Unique scannable bar codes will start to show up in May 2009 on business- and first-class mail and packages. The codes should speed up processing of that mail and will allow businesses as well as post offices to track the movement and delivery of each piece sent.
Businesses can expect the bar codes to bring the same kinds of efficiencies in data mining and management found online to snail-mail billing and direct marketing.
The digital mail revolution, named "Intelligent Mail" by the USPS, will help companies zero in on their best sales prospects by much more quickly gauging response rates to mail offers and tweaking pitches if they flub.

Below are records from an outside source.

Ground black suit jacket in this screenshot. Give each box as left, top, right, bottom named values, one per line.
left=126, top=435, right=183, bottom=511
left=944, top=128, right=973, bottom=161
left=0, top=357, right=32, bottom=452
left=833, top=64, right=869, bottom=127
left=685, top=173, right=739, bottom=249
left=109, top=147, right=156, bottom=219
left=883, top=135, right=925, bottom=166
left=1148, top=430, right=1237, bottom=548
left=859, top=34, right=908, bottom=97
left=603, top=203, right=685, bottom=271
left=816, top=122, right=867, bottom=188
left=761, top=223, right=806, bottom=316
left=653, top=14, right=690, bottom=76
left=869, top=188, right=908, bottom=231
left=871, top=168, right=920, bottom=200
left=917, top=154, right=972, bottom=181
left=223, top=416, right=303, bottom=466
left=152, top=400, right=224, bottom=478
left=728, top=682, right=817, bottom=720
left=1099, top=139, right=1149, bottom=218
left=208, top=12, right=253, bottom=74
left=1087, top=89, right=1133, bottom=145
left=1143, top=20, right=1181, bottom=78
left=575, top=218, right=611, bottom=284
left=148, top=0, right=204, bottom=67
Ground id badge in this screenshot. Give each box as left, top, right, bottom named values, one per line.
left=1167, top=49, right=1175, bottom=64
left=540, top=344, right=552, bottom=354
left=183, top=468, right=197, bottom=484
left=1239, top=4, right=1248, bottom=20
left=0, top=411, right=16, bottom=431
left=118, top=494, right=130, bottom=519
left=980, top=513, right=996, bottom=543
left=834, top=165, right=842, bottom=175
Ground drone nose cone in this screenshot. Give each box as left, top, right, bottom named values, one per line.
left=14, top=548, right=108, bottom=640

It'll be a huge improvement over today's system of not knowing for weeks whether an ad or promotion was a hit or a dud. "By knowing exactly when a piece of mail has arrived, a company can use e-mail to follow up with the customer and make another offer," says Jerry Cerasale, a senior vice president with the Direct Marketing Association -- assuming the person hasn't opted out of receiving e-mail from that company.
Intelligent Mail will deliver benefits on the businesses operations side, too. Customers won't be able to brush off collections calls by saying "the check is in the mail" because companies can verify that instantly. Analysis of mail and bill paying patterns can save businesses big legal bills, as well.
One company that participated in a test of Intelligent Mail reported saving $1 million by using digital mail feedback to determine when it shouldn’t send past due bills to the collections department.